A Florida woman alleged to be part of a group traveling to the Iowa Quad-Cities and other areas to break into vehicles and steal checks and other items was sentenced Thursday to up to 25 years in prison.
Shari Lee Buzzard, 36, of North Lauderdale, declined to make a statement before Judge Stuart Werling sentenced her on one count of ongoing criminal conduct, a Class B felony, during a hearing in Scott County District Court.
The judge also ordered her to pay $5,905 in victim restitution.
She pleaded guilty to the charge in March, and prosecutors on Thursday dismissed other charges, including conspiracy to commit a non-forcible felony, identity theft, second-degree theft, and forgery.

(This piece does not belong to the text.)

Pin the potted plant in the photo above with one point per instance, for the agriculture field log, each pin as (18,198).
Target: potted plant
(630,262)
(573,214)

According to the arrest affidavits, on Sept. 25, at 12:43 p.m., Buzzard went to the drive-through of the University of Iowa Credit Union, 2123 53rd Ave., Bettendorf. Using a stolen driver's license and debit card, she cashed a personal check for $2,000. She then produced a second check written on a different personal account for $2,300.
The checks had been stolen from vehicles in Grimes, Iowa, and Davenport. The driver's license and debit card were stolen from a vehicle in Coralville.
On Sept. 26, at 11:03 a.m., Buzzard went to the University of Iowa Credit Union and, using a stolen driver's license and debit card attempted to cash a check for $7,500. It had been reported stolen from a vehicle in Bettendorf on Sept. 22.
As Bettendorf police arrived at the bank, she fled and a high-speed chase ensued.
Buzzard was released on her own recognizance; a bench warrant was issued Oct. 25 after she failed to appear for her arraignment. In the meantime, she picked up additional felony charges of identity theft and theft by deception in Kentucky, Assistant Scott County Attorney Caleb Copley said at sentencing. She refused to waive extradition and a governor's warrant was sought to bring her back to Iowa at a considerable expense, Copley said.
She was arrested on the warrant Feb. 13 and has remained in the Scott County Jail.
He said Buzzard "came up here to this community with the sole purpose of committing crime."
"That’s the only reason she was here,” Copley said.
Her attorney, Melanie Thwing, argued for probation, saying it is "telling" her criminal history occurred in 2018 and beyond.
That is an indication of a larger issue – like substance abuse or mental health, she argued.
Thwing also said Buzzard has completed numerous programs in jail.